Infants and leukemia: understanding the mechanisms behind leukemogenesis in early life

Acute leukemia in infancy, i.e. children aged 0-12 months, is characterized by KMT2A-gene rearrangements (KMT2A-r), and a very poor outcome. The biological reason for this poor outcome is not known.

My hypothesis is that that the poor outcome is connected to genomic alterations, to an intrinsic resistance, or to an age-dependent difference in the composition of normal and malignant cells in the bone marrow.

In the first project, KMT2A-r acute leukemia samples are studied at the cellular level to reveal mechanisms of therapy resistance alongside with chemotherapy modelling in PDX-models.

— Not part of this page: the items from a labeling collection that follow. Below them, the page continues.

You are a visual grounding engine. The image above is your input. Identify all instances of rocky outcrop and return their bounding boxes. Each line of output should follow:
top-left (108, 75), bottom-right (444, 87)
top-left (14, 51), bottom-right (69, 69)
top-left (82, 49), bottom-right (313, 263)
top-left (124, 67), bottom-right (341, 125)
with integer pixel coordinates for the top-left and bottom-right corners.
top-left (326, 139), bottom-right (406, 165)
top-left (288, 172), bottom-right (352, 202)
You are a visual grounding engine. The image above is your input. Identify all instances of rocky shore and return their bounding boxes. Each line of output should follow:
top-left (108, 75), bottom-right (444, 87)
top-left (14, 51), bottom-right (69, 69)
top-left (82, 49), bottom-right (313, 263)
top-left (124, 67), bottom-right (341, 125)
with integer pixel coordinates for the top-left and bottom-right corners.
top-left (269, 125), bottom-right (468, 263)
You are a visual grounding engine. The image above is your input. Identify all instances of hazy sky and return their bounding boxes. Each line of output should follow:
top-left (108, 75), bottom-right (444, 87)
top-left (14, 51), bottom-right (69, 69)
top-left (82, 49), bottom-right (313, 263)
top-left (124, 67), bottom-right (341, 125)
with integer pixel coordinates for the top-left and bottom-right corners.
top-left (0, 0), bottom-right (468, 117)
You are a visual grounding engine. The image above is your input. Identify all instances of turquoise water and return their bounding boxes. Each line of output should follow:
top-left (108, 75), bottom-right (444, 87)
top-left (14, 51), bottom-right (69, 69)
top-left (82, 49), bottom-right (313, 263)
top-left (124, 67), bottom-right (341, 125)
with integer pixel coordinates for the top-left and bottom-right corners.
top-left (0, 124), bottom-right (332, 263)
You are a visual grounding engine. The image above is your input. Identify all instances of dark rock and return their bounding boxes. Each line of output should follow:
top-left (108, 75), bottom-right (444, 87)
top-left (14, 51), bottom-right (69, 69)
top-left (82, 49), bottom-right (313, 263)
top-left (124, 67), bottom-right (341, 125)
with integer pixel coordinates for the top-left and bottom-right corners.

In the second project, KMT2A-r acute leukemia samples from infancy to adulthood are studied to uncover the molecular basis of leukemia across age groups and key findings are translated into improved clinical diagnostics and follow-up.

In the third project, genetic changes are functionally studied to delineate mechanisms underlying leukemia development including lineage fate, how treatment affects the evolution of genetically distinct clones and mechanisms of resistance. This project will be performed by myself, a PhD student, two post-docs, a research engineer, and a senior researcher.

The overall goal of this proposal is to improve our biological understanding of infant leukemia development, progression, and relapse and thereby impact how it is diagnosed and treated in the future.